The same evidence points to outsized economic value from incremental reinforcement along these paths compared with purely national upgrades. In practice, that prioritization influences how engineering studies rank candidate solutions—such as which substations or lines to strengthen first—and how EPC preparation packages are structured to match corridor-specific delivery schedules.
Forward pricing embeds congestion expectations even where spot signals look cheaper
Forward markets reinforce the congestion narrative through Hungarian forward prices around 95–100 EUR/MWh, reflecting expectations of continued congestion, carbon exposure and reliance on imports. In contrast, limited forward liquidity in SEEPEX (Serbia), BELEN (Montenegro) and ALPEX (Albania) pushes participants to hedge via upstream hubs instead of local instruments.
This effectively imports congestion and carbon risk into systems that may appear cheaper on a spot basis. For utilities and industrial stakeholders planning procurement strategies for renewable PPAs or storage revenue stacks, it highlights why risk management assumptions must be aligned with grid-driven constraint behavior rather than relying on isolated spot snapshots.
EUA costs tighten coupling between adequacy and pricing during thermal-led peaks
EU spot exchanges act as reference points rather than clearing authorities for SEE; their influence travels through grid physics when capacity allows transmission of price spikes from Germany or Austria into Hungary before internal constraints filter effects toward the Balkans. The result is a stepped price ladder that mirrors hierarchy in grid strength across the region.

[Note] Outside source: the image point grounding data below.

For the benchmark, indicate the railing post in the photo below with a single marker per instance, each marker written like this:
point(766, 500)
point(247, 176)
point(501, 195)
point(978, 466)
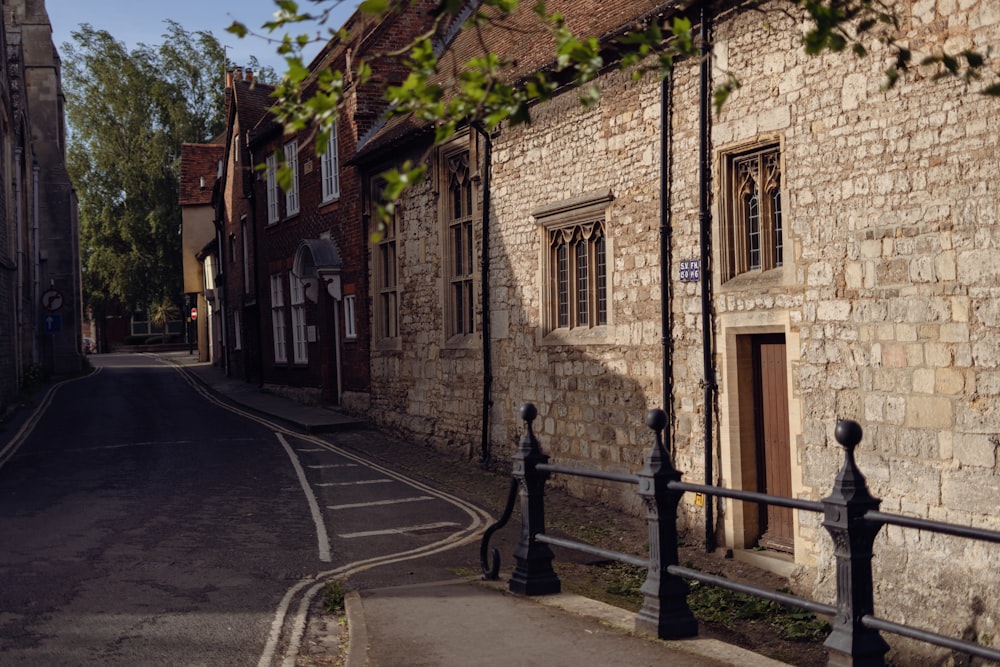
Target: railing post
point(665, 612)
point(533, 573)
point(851, 644)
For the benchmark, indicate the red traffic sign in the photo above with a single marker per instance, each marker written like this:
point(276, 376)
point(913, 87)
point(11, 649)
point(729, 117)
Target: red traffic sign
point(52, 300)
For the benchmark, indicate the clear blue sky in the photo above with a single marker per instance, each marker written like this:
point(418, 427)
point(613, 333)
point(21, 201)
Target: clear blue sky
point(134, 21)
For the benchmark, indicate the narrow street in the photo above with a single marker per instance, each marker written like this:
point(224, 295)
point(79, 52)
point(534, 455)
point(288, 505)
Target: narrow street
point(145, 521)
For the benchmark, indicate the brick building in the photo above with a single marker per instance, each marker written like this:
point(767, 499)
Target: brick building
point(236, 209)
point(294, 258)
point(201, 166)
point(817, 249)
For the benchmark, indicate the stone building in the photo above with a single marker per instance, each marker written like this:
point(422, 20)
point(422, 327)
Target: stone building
point(819, 248)
point(40, 307)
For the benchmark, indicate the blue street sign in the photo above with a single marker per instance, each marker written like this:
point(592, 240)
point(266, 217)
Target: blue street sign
point(690, 270)
point(53, 323)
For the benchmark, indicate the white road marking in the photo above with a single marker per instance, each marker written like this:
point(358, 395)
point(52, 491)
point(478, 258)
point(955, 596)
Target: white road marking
point(15, 443)
point(400, 531)
point(321, 537)
point(359, 482)
point(309, 587)
point(379, 502)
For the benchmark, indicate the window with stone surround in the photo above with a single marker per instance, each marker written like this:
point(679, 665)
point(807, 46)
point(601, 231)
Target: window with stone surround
point(330, 168)
point(460, 254)
point(300, 342)
point(278, 318)
point(576, 260)
point(386, 284)
point(292, 162)
point(271, 164)
point(753, 235)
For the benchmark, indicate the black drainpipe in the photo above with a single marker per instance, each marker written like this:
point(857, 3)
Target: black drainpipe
point(705, 222)
point(484, 448)
point(666, 232)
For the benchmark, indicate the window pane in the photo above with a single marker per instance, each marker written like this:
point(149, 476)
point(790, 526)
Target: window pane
point(601, 269)
point(459, 252)
point(582, 284)
point(562, 284)
point(752, 207)
point(779, 252)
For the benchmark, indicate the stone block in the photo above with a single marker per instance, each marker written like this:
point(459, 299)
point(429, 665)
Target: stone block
point(974, 449)
point(949, 381)
point(929, 412)
point(924, 380)
point(972, 489)
point(955, 332)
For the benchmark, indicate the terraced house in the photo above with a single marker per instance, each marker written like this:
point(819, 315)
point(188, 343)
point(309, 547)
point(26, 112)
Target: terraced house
point(819, 248)
point(40, 307)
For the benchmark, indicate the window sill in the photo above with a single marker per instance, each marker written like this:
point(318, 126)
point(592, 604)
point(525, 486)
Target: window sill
point(463, 342)
point(756, 279)
point(601, 335)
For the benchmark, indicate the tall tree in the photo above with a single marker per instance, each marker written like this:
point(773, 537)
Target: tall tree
point(480, 90)
point(129, 112)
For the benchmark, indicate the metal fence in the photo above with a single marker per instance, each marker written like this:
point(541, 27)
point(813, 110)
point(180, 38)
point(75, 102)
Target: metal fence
point(850, 514)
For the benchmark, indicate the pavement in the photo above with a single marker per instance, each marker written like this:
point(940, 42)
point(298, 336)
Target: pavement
point(465, 621)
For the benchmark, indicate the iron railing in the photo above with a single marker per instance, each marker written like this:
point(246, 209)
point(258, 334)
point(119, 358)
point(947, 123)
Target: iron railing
point(850, 514)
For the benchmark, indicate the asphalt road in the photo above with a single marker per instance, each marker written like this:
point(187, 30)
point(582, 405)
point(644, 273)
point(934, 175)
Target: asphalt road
point(145, 522)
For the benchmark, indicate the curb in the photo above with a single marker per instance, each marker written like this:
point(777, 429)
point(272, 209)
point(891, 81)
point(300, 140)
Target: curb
point(357, 630)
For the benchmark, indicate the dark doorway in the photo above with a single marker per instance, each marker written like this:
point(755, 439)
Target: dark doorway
point(772, 447)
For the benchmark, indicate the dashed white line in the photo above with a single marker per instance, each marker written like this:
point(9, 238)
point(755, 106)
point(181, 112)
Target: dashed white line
point(379, 502)
point(321, 536)
point(400, 531)
point(361, 481)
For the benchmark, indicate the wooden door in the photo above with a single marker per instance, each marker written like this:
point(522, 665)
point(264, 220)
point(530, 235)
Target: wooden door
point(773, 448)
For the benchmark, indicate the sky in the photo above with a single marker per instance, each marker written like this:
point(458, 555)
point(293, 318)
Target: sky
point(134, 21)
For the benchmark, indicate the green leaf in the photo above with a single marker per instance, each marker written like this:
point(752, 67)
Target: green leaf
point(374, 6)
point(238, 29)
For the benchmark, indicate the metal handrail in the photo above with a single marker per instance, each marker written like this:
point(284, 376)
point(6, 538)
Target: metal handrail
point(850, 514)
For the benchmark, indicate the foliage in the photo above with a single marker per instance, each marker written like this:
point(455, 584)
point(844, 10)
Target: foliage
point(35, 376)
point(730, 609)
point(129, 113)
point(333, 596)
point(711, 604)
point(162, 313)
point(478, 92)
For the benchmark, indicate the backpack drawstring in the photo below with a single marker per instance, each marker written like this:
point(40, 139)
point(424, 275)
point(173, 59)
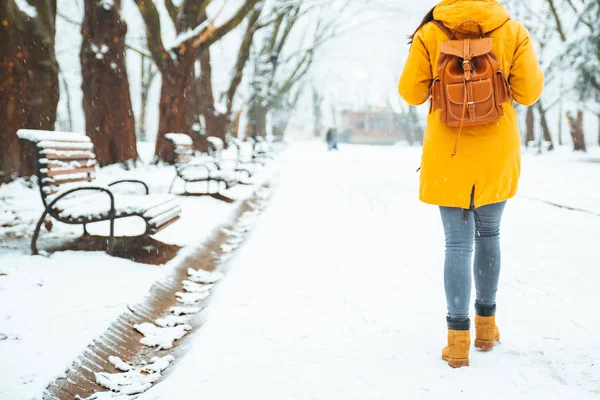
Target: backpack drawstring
point(462, 119)
point(466, 103)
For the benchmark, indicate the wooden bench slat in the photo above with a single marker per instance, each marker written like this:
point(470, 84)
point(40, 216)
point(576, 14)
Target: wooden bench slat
point(65, 146)
point(67, 171)
point(69, 155)
point(58, 182)
point(159, 221)
point(90, 162)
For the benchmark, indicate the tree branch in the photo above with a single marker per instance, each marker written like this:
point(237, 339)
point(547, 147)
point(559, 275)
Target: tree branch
point(172, 10)
point(211, 35)
point(243, 56)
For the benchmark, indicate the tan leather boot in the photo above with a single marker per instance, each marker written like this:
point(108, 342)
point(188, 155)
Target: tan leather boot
point(457, 351)
point(486, 332)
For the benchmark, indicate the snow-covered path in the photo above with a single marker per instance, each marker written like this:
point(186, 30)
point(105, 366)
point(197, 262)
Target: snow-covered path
point(339, 294)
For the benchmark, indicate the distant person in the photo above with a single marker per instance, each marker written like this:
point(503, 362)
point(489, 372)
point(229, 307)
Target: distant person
point(471, 152)
point(332, 139)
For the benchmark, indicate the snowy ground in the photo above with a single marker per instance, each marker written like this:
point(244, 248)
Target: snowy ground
point(52, 307)
point(339, 295)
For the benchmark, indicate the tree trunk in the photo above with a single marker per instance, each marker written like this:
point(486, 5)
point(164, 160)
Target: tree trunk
point(530, 124)
point(106, 98)
point(261, 120)
point(148, 74)
point(576, 126)
point(28, 81)
point(598, 129)
point(317, 112)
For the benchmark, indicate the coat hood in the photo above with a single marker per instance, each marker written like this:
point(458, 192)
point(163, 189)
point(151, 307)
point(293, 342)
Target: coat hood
point(488, 13)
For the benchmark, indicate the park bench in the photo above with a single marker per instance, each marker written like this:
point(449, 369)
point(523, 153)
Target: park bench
point(197, 169)
point(66, 171)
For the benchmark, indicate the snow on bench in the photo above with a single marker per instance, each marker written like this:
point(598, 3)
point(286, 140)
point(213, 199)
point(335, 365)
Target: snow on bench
point(36, 136)
point(192, 169)
point(66, 174)
point(179, 138)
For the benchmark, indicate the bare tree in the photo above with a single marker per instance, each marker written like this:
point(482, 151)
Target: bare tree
point(317, 99)
point(576, 126)
point(196, 33)
point(280, 67)
point(148, 73)
point(28, 78)
point(107, 106)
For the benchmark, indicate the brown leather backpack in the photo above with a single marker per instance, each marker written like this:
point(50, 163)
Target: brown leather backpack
point(470, 87)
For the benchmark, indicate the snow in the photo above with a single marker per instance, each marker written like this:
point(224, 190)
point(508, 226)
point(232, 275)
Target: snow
point(106, 4)
point(52, 307)
point(179, 138)
point(119, 364)
point(27, 8)
point(161, 337)
point(216, 142)
point(192, 287)
point(173, 320)
point(191, 298)
point(52, 136)
point(202, 276)
point(87, 206)
point(338, 294)
point(135, 380)
point(184, 36)
point(178, 311)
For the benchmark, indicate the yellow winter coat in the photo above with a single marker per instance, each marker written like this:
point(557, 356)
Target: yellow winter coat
point(488, 157)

Carbon pricing overlays this structure as a unifying cost layer through carbon-exposed imports and forward hedges transmitting EUA pressure into SEE systems even when local spot prices remain low. During peak hours when thermal units dominate dispatch, carbon-driven marginal pricing amplifies congestion costs—raising the strategic importance of flexibility assets included in grid modernization plans.

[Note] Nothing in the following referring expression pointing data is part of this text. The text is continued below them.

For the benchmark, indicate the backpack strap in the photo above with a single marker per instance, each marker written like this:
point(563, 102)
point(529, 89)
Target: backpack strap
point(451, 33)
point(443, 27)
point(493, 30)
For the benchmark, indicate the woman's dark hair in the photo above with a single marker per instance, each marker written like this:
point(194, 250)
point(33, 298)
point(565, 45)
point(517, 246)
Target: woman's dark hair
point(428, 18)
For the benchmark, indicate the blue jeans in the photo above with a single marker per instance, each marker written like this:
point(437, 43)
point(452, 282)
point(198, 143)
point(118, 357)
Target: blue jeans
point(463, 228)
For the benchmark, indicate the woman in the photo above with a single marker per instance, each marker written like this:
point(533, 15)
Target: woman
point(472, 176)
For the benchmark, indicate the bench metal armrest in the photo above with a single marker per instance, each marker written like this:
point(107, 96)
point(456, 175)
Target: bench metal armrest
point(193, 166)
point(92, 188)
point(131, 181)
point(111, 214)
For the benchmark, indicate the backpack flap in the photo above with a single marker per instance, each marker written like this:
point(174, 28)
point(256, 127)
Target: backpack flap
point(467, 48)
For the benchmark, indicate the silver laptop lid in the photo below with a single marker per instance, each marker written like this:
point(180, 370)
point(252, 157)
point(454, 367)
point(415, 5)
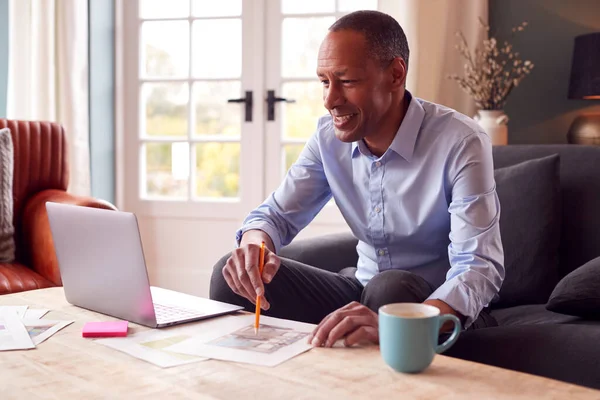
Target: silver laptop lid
point(101, 261)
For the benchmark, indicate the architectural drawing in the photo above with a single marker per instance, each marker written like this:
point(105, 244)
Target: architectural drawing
point(269, 339)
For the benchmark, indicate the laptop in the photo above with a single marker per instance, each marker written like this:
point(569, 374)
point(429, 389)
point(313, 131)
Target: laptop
point(102, 266)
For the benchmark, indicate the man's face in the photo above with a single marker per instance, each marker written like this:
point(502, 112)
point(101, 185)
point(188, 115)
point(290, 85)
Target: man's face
point(357, 91)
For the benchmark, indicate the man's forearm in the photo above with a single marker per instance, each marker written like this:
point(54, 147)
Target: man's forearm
point(445, 309)
point(256, 236)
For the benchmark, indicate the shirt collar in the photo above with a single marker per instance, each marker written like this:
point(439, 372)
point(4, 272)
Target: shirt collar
point(406, 136)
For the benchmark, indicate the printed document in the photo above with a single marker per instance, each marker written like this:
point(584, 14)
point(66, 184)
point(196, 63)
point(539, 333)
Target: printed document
point(41, 329)
point(150, 347)
point(13, 335)
point(20, 310)
point(234, 339)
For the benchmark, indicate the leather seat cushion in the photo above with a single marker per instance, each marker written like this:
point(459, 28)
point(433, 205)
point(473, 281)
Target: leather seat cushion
point(18, 278)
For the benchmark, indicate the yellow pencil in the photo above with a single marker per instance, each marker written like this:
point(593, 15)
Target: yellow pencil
point(261, 264)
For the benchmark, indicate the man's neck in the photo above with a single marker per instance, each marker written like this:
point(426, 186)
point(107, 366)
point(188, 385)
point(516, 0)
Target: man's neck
point(381, 141)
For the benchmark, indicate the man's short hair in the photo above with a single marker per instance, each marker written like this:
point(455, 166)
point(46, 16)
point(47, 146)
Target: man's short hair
point(384, 35)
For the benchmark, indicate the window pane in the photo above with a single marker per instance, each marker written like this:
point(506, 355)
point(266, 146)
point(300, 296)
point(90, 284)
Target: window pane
point(307, 6)
point(300, 41)
point(166, 109)
point(167, 170)
point(291, 153)
point(217, 48)
point(220, 8)
point(214, 115)
point(164, 9)
point(217, 170)
point(354, 5)
point(300, 118)
point(165, 48)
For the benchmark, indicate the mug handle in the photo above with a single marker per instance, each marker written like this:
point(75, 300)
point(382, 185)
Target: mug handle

BESS at current scale smooths intraday ramps but does not remove structural congestion
The emergence of large-scale storage begins to modify dynamics without fundamentally changing them at present scale. Bulgaria’s battery system totals 124 MW / 496.2 MWh; storage absorbs short-term imbalances and smooths intraday ramps, reducing local price spikes associated with ramping pressure.
However, storage does not eliminate structural congestion between zones when transfer capability remains limited by network constraints. For developers preparing EPC scopes or commissioning schedules for BESS projects connected to constrained corridors, this distinction matters: storage can improve operational delivery quality but still requires complementary transmission reinforcement to address persistent interzonal limitations.
Broader implications for project planning across wind, solar and storage
Taken together, the observed market structure on 25 February 2026 supports a technical interpretation: pricing signals in South-East Europe function as reflections of grid reality shaped by physical constraints, liquidity concentration and generation asymmetry rather than by demand fluctuations alone. Persistent spreads align with episodic convergence driven by congestion management rules embedded in operational security criteria.
For industry stakeholders—from TSOs coordinating balancing market design to developers planning wind and solar buildouts with BESS add-ons—the takeaway is practical: engineering studies should prioritize corridor capability assessment; procurement frameworks should reflect constraint-driven volatility; permitting pathways should anticipate reinforcement dependencies; and CAPEX planning should treat transmission modernization as integral to renewable delivery economics across SEE.